Wenn die Moleküle dieser Flüssigkeit ihren Sauerstoff in die Lunge abgeben, geben benachbarte Moleküle O2 an diejenigen ab, die es verloren haben. Andere ersetzen diese wieder und so fort. Eine Situation ähnlich der Wasserkette beim Feuerlöschen. Sie wird von denselben Gleichungen erfaßt, die man bei Diffusionsproblemen anwendet. Die Rate des Sauerstofftransportes hängt vom Konzentrationsunterschied zwischen dem Lungeninneren und der Außenseite ab, und von der Fläche der Schranke, durch welche die Diffusion stattfindet — in diesem Fall die kleinste Querschnittfläche der Luftröhre. In diesem Fall reicht die Sauerstoffko nzentration um uns herum aus, um uns durch Diffusion über die Luftröhre am Leben zu erhalten. Was die Kohlendioxyd-Ausscheidung betrifft, bin ich nicht so sicher, aber ich glaube, eure Theorie ist in diesem Punkt richtig. Sie wird bewerkstelligt, indem Kohlendioxyd an unlösliche Karbonate im Körperinneren gebunden und als feste Ausscheidung abgesondert wird. Wie gesagt, das alles kommt mir ein wenig merkwürdig vor, und ich habe das Gelesene vielleicht da und dort mißverstanden.

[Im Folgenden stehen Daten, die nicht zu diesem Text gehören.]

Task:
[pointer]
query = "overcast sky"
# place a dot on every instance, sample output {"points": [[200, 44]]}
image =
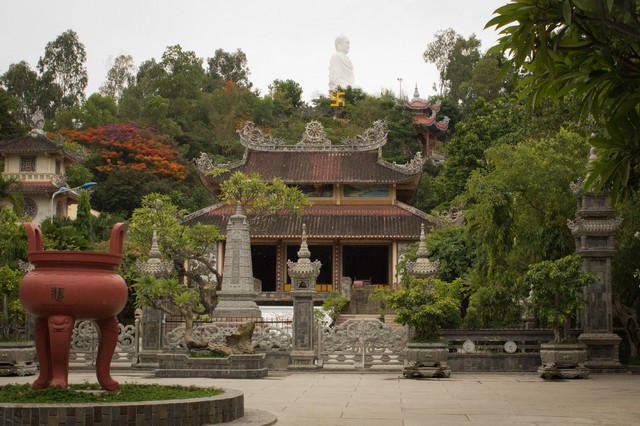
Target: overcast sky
{"points": [[284, 39]]}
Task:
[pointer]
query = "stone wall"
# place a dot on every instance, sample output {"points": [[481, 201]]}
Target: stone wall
{"points": [[498, 363]]}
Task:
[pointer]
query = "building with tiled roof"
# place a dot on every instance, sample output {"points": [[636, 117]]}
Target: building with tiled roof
{"points": [[38, 165], [424, 115], [359, 224]]}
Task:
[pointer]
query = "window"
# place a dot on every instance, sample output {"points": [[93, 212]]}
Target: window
{"points": [[317, 191], [28, 163], [366, 191], [30, 208]]}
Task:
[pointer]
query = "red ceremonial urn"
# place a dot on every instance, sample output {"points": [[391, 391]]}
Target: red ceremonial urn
{"points": [[66, 286]]}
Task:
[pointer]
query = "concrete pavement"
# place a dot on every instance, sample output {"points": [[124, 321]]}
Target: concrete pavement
{"points": [[386, 399]]}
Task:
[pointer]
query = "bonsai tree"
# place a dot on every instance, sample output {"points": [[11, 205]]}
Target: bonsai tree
{"points": [[556, 289], [13, 249], [427, 305], [331, 307]]}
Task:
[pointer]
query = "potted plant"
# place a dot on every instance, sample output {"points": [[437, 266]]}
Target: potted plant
{"points": [[425, 305], [556, 289], [17, 355]]}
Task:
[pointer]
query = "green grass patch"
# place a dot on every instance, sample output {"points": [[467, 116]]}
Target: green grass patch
{"points": [[207, 354], [91, 393]]}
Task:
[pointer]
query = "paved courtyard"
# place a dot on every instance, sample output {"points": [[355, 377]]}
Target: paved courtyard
{"points": [[386, 399]]}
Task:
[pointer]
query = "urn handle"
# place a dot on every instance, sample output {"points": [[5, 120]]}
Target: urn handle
{"points": [[34, 237], [117, 238]]}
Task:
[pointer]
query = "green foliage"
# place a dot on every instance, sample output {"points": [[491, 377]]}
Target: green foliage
{"points": [[13, 250], [9, 123], [450, 247], [83, 218], [494, 305], [229, 66], [588, 48], [556, 289], [61, 234], [264, 200], [12, 313], [427, 305], [14, 247], [63, 64], [77, 394]]}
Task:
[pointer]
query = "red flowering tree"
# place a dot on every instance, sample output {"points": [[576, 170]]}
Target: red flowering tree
{"points": [[126, 146]]}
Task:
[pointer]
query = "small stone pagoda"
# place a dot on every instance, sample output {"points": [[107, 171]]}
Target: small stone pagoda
{"points": [[424, 115]]}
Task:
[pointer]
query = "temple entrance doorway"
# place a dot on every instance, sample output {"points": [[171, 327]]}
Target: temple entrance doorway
{"points": [[369, 263], [264, 265]]}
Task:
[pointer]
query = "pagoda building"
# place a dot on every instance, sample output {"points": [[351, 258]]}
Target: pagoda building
{"points": [[360, 221], [38, 164], [424, 114]]}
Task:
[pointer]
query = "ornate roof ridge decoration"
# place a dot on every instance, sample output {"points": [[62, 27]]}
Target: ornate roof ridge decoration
{"points": [[582, 226], [205, 164], [414, 166], [314, 139], [37, 121]]}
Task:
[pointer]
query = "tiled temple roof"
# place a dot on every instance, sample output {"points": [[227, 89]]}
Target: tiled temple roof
{"points": [[34, 143], [327, 221]]}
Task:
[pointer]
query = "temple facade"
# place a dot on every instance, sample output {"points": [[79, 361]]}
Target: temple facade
{"points": [[359, 224]]}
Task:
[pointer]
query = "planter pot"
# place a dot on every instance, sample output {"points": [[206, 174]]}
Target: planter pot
{"points": [[66, 286], [17, 358], [426, 360], [563, 360]]}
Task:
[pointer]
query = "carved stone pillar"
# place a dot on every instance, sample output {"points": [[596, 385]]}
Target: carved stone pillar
{"points": [[238, 294], [594, 229], [303, 275]]}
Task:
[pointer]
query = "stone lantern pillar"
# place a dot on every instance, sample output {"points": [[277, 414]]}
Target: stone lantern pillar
{"points": [[149, 322], [594, 229], [238, 294], [303, 275], [423, 267]]}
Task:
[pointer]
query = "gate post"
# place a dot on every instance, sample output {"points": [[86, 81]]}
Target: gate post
{"points": [[303, 275], [594, 229]]}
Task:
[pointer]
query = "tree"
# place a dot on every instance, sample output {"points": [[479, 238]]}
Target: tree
{"points": [[83, 217], [9, 122], [229, 66], [63, 64], [264, 201], [120, 76], [438, 52], [514, 219], [22, 83], [556, 290], [590, 48], [287, 95], [462, 61], [454, 58], [125, 146]]}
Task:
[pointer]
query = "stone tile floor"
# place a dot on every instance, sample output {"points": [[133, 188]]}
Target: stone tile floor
{"points": [[387, 399]]}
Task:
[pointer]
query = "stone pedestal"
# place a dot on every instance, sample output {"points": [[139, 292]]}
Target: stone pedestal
{"points": [[238, 295]]}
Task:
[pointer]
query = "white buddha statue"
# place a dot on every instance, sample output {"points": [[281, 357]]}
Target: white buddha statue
{"points": [[340, 67]]}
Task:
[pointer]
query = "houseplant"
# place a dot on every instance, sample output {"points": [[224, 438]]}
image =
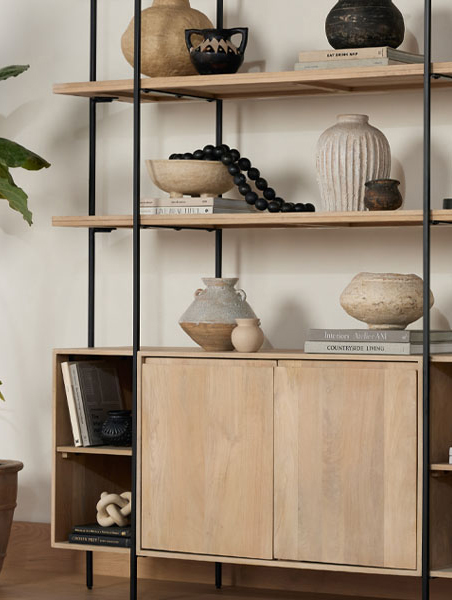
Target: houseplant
{"points": [[12, 155]]}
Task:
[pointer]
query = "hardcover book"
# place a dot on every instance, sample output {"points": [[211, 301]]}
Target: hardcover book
{"points": [[97, 391], [360, 53]]}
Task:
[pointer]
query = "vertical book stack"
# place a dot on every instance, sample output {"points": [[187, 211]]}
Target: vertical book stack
{"points": [[92, 389]]}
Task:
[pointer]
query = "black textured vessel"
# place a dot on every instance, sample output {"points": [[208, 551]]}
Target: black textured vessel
{"points": [[364, 24], [216, 54], [117, 429]]}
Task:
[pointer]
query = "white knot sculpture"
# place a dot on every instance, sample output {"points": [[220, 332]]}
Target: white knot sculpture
{"points": [[113, 509]]}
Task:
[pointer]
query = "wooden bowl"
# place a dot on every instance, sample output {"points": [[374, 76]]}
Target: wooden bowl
{"points": [[190, 177]]}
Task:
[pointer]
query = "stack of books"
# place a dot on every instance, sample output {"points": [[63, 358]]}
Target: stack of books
{"points": [[92, 389], [357, 57], [96, 535], [193, 206], [371, 341]]}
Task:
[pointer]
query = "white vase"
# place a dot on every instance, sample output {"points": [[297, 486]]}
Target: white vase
{"points": [[349, 154]]}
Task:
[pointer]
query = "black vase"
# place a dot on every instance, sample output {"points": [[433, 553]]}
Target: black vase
{"points": [[364, 24], [117, 428], [216, 54]]}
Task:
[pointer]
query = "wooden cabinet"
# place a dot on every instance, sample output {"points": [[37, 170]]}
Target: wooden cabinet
{"points": [[207, 456], [346, 463]]}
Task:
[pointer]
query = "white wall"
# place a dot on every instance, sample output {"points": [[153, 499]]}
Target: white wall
{"points": [[293, 278]]}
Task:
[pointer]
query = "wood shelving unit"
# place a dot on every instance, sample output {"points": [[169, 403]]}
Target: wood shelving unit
{"points": [[357, 80], [402, 218]]}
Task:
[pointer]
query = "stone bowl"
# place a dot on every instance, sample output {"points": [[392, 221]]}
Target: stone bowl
{"points": [[190, 177], [384, 300]]}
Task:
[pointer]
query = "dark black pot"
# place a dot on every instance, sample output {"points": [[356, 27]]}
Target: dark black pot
{"points": [[382, 194], [364, 24], [117, 429], [216, 54]]}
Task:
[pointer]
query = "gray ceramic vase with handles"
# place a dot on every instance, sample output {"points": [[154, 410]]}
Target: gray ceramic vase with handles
{"points": [[211, 317]]}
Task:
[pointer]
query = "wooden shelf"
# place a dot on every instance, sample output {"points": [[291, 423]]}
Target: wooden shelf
{"points": [[90, 547], [265, 85], [113, 450], [399, 218]]}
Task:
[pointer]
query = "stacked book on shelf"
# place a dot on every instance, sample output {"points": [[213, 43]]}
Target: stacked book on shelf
{"points": [[96, 535], [371, 341], [355, 57], [193, 206], [92, 389]]}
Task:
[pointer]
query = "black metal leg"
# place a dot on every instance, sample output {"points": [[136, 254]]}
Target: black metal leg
{"points": [[218, 575], [89, 570]]}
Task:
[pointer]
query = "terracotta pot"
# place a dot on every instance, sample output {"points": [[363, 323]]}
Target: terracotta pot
{"points": [[384, 300], [364, 24], [163, 49], [383, 194], [247, 336], [211, 317], [349, 154], [8, 496]]}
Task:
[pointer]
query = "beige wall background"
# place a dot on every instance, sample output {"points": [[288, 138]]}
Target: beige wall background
{"points": [[293, 278]]}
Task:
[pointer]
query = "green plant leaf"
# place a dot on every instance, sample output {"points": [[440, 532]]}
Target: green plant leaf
{"points": [[16, 197], [12, 71], [14, 155]]}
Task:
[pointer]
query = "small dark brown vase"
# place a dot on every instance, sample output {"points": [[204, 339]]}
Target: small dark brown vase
{"points": [[382, 194], [117, 429], [364, 24], [216, 54]]}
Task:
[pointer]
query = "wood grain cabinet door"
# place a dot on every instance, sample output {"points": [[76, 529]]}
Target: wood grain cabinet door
{"points": [[207, 456], [346, 463]]}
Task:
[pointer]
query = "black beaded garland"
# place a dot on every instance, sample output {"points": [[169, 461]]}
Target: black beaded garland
{"points": [[251, 198], [261, 184], [244, 189], [254, 173], [269, 194], [245, 164], [261, 204], [235, 164]]}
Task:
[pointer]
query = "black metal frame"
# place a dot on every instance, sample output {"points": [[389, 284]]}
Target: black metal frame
{"points": [[427, 223]]}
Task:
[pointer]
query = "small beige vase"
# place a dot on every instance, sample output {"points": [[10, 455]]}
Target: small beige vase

Wenn ich Zeit habe, werde ich tiefer in die Materie einsteigen. Ich bin kein Physiologe, doch hat mich der Stoff fasziniert, besonders die Geschichte dieser Entwicklung.“
„Aber warum diese komplizierten Vorgänge? Eine weniger wirksame Sauerstoffschranke würde es auch tun, solange frischer Nachschub in die Lungen gepumpt wird. Das ist der Grund, warum wir atmen!“ Marie war in diesem Augenblick gewiß nicht auf dem Höhepunkt ihrer Denkfähigkeit, denn sogar ich wußte die Antwort darauf. Ich nahm Joey das Täfelchen ab — er reichte es mir mit der Andeutung eines Lächelns — und begann mit meinen Ausführungen.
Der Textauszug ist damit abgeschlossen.